OldManRiver wrote:It feels a bit to me like you're trolling, but I'm waiting for the Wild to play so I'll bite - you're telling me that in your expert opinion, 85% of the players at the highest levels are there because of who they knew...unlike the top 15% who are there because of pure talent?
Even as a newbie, I call complete and utter BS on this.
You are putting words in my mouth and seemingly purposefully misunderstanding what I said.
I am saying that when it comes to junior hockey (USHL, NAHL etc..) and college hockey there are just as many players not getting opportunities to play in those leagues that are just as good as those playing in those leagues because they do not have an "in". There are literally hundreds of kids who are good enough to play in those leagues but because they didn't hire the advisor who directs players to the team they are trying out for they don't stand a chance. It basically creates a situation where really good players don't even try because the deck is stacked against them.

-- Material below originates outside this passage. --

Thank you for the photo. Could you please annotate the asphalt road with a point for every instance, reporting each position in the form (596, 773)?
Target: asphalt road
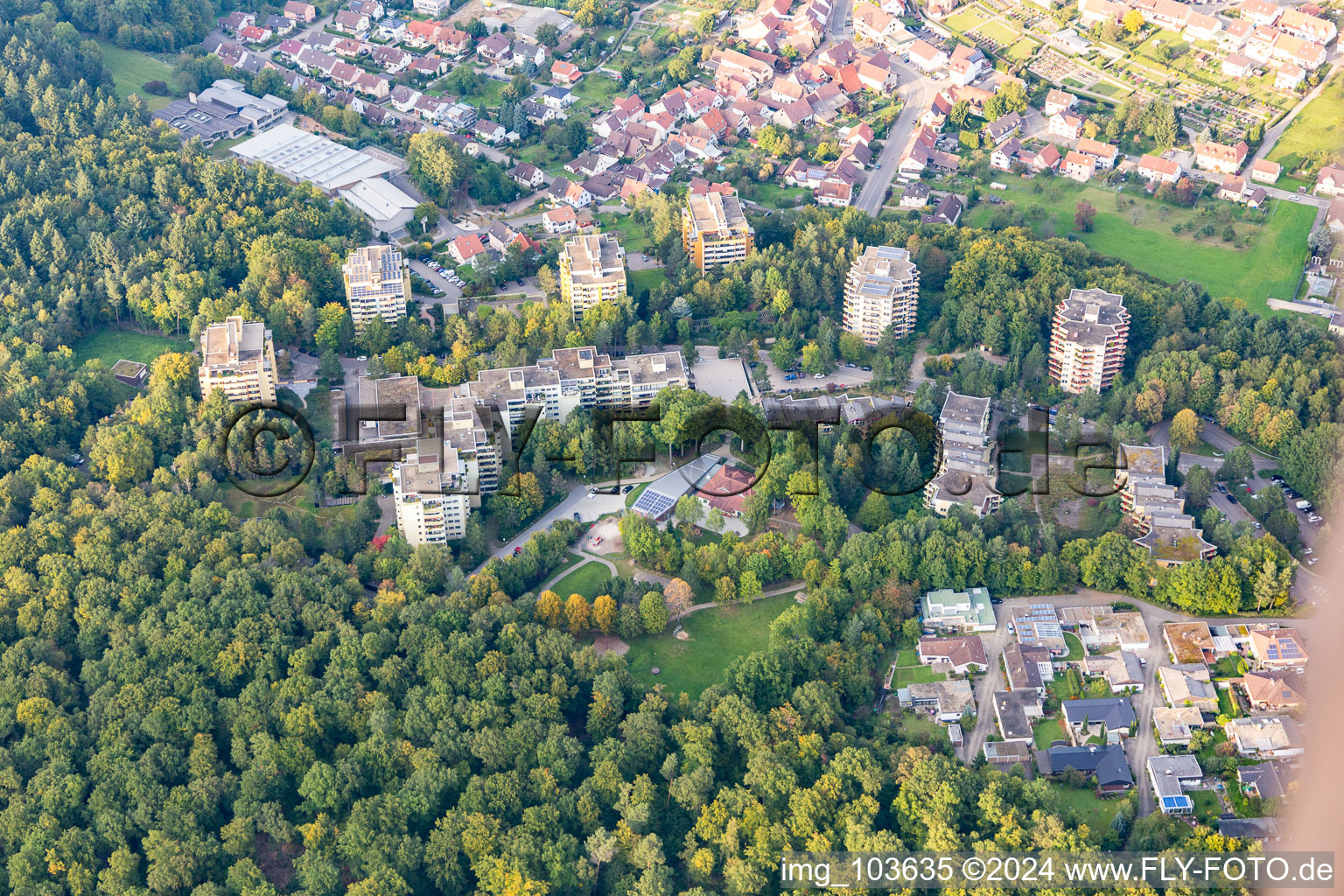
(918, 92)
(1138, 748)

For further clarification I am saying a kid like Oliver Wahlstrom as an example, he is so unbelievably good he was going to likely get noticed and make it no matter what because his gifts are amongst the 0.01% so we aren't talking about him. We are talking about the "Adam Carlson's" of the world who obviously had and does have the skills to play at the highest level but he wasn't on the in crowd in Edina obviously so he never got a shot in Edina (I know how good Edina is but don't tell me a kid like this was not "good enough" to play for them if his dad had been say Jim Dowd, as opposed to "Mr. Carlson". Same thing when he went the junior route, because he wasn't on a varsity team in Edina the Tier 1 and Tier 2 junior teams basically just dismissed him as not being able to play regardless of how well he performed at their tryouts. I was scouting a NAHL tryout recently where there were atleast a half dozen kids who were not even close to being good enough for their all start game but made it to the allstar game over far better talent purely because those kids were clients of advisors who had "deals" with the coaching staff of that team.
Again lets be clear, I am not saying that 85% of players playing at the highest levels are there purely because of who they know. I said they have to be talented "enough" o be there but the thing that put them over the top compared to the kid who was just as good was who they knew and even in some cases they were not even as good but it was still who they knew that put them over the guy who was slightly better. If you call BS on that you are either uninformed or willfully ignorant.
That said, the point of the original post was refuting the whole "if you are good enough they will find you" nonsense. Because that is blatant nonsense. You HAVE to market yourself somehow, plain and simple you have to. I am not saying you have to spend money on a advisor or anything but you'd better have a respected coach, or a famous hockey parent, or rich parent, or something in your corner otherwise your only other miniscule slim hope is to have the deep deep resolve to go the route Carlson went. It happens but hockey is such a grind to begin with just to be good enough talent wise, that you throw that extra amount of rejection etc... on there it's no wonder so many talented players don't even try.